POST CROSSFIT OPEN TRAINING TIPS
Need some help jumpstarting your training in preparation for the next CrossFit competitive season? Our very own Mike Lee will provide some answers and tips for athletes and competitors.
Post CrossFit Open: Things Athletes Need to Do
Perhaps the most important thing an athlete should do after the CrossFit Open? Take a break! Recovery plays a massive role in your ability to bounce back and be consistent with a new phase of training. Break the CrossFit grind mentality and start taking more time off.
Video Transcript
So a couple things that the athlete needs to do post the open.

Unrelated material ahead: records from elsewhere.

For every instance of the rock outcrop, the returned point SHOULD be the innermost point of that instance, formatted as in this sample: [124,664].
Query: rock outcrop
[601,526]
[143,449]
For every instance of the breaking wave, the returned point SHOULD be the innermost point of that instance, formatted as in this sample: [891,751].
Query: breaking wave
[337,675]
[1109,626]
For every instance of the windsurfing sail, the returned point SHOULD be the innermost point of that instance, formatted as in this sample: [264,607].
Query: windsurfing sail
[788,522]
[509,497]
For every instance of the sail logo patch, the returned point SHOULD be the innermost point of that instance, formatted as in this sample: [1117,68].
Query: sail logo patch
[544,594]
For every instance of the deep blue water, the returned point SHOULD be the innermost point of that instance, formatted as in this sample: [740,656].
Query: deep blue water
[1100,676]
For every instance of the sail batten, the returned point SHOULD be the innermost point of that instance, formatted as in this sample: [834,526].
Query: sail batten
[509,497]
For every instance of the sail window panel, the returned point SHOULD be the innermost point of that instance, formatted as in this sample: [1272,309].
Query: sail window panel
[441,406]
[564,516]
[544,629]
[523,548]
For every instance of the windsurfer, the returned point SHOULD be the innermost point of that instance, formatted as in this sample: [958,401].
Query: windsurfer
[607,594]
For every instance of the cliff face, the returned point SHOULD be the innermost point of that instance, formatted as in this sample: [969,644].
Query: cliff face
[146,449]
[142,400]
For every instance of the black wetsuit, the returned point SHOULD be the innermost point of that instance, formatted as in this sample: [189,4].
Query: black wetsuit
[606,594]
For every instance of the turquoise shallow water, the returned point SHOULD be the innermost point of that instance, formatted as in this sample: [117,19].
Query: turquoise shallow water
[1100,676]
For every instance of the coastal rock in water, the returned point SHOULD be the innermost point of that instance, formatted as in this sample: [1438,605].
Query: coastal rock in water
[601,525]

The biggest thing that we see in the CrossFit world is that people want to go right back into training. They’re motivated, they’re ready to go. But the downfall of that is they just went through five weeks of very intense competition, and they don’t have enough time to really recharge the batteries.
So rest and reflection are definitely two of the major pieces and it’s not done enough. Too many people are afraid to take rest, because they think this mantra that people just train the entire year, but oddly enough, CrossFit is the only sport that has that mentality. All others are taking major breaks. We see that even more with higher-level athletes. We see them competing maybe once a year, and the rest of the time, there are planned breaks. There are scheduled areas of their training where they’re not doing anything.
So I think that’s an important recommendation for athletes, cause it’s not prevalent currently in the CrossFit world.
Don’t Let Post-Open Celebration Destroy Training
Thinking of eating some sugary treats after the CrossFit Open? Think again. As enjoyable as this food may be to your taste-buds, it actually stresses your body out. The CrossFit Open is a very stressful experience, don’t compound to it by eating junk food. Set your next training cycle up the right way by continuing to moderate your eating habits.
Video Transcript
So an individual coming off the open, it’s great for the to feel great and reflect back on the open scenario and say, “Okay, I did a lot of things really well. I’m going to reward myself,” and that reward should not be something that causes additional stress and inflammation. If we’re doing that, all we’re going to do is prolong the amount of time that it takes for them to actually recover and get back into the training cycle.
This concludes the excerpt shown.